Yes, the question is actually an important motivation to have heterogeneous graphs. Take a look at the example below:

import dgl
import torch

g = dgl.heterograph({
          ('user', 'follows', 'user'): [(0, 1), (1, 2)],
          ('user', 'plays', 'game'): [(0, 0), (1, 0), (1, 1), (2, 1)],
          ('developer', 'develops', 'game'): [(0, 0), (1, 1)],
g.nodes['user'].data['feat'] = torch.randn(3, 4)
g.nodes['game'].data['feat'] = torch.randn(2, 25)

What is the best way to copy node features from a NetworkX graph to a DGL HeteroGraph?

To be more specific, what is the best way to get specific node types and assign features to them?

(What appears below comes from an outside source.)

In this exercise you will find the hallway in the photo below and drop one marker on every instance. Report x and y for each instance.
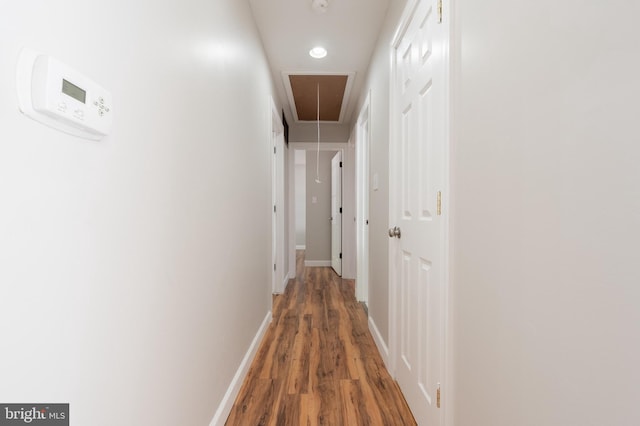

Are heterographs the only way to have embedding a on both nodes and edges?

A NetworkX graph inherently does not have node and edge types. Instead, the nodes can have different feature dimensions. So there is currently no one-liner to copy node features from a NetworkX graph to a DGL HeteroGraph.

However, one can construct a homogeneous graph from a NetworkX graph, provided that the node labels in the NetworkX graph are consecutive integers. Furthermore, one can convert a homogeneous graph to a heterogeneous graph with dgl.to_hetero provided that the nodes have a feature named dgl.NTYPE (no quotes!), and the edges have a feature named dgl.ETYPE (again no quotes!), storing the node/edge type IDs. The heterogeneous graph returned by dgl.to_hetero stores a mapping from the nodes/edges in heterogeneous graph to the nodes/edges in original homogeneous graph.

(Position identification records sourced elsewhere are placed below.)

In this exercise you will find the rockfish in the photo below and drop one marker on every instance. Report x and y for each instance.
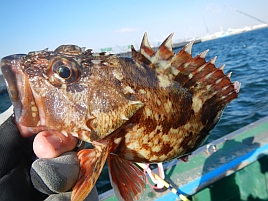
(153, 107)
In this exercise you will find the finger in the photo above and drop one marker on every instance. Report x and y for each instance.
(52, 144)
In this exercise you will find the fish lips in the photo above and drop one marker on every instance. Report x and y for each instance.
(19, 90)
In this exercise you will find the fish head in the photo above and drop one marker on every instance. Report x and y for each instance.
(70, 90)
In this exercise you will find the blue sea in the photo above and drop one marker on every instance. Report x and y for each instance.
(246, 56)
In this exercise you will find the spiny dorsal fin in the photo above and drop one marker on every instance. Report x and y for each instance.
(145, 48)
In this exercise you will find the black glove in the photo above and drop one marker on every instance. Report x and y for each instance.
(16, 156)
(21, 175)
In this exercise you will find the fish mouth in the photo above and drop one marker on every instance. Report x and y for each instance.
(25, 108)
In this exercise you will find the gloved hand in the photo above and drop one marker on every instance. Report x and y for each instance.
(20, 179)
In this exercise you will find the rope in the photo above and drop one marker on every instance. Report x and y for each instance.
(166, 184)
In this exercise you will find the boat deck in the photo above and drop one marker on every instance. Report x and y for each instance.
(234, 167)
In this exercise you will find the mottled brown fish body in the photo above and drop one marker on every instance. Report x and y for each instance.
(152, 108)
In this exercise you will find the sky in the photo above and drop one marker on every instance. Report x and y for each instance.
(30, 25)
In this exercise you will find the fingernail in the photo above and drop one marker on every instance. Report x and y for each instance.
(54, 140)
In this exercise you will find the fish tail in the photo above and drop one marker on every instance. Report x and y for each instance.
(91, 164)
(127, 179)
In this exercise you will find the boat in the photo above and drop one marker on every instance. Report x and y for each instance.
(233, 168)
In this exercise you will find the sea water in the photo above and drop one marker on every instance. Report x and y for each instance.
(246, 56)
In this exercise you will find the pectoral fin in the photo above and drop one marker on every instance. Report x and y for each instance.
(91, 164)
(126, 178)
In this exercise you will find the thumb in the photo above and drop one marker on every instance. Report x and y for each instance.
(52, 144)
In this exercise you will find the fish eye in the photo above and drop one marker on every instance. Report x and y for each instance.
(63, 71)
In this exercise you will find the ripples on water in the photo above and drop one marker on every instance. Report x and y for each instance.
(246, 55)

So the best you can do is probably something like:

nxg = nx.DiGraph(...)
g = dgl.graph(nxg)
g.ndata[dgl.NTYPE] = ...    # assign node types from nxg
g.edata[dgl.ETYPE] = ...    # assign edge types from nxg
ntypes = [...]    # name of each node type ID
etypes = [...]    # name of each edge type ID
hg = dgl.to_hetero(g, ntypes, etypes)
for ntype in hg.ntypes:
    # node IDs in the original homogeneous graph (and the NetworkX graph)
    nxg_node_ids = hg.nodes[ntype].data[dgl.NID]
    hg.nodes[ntype].data['feature'] = get_node_features(nxg, nxg_node_ids)
# Same for edge types...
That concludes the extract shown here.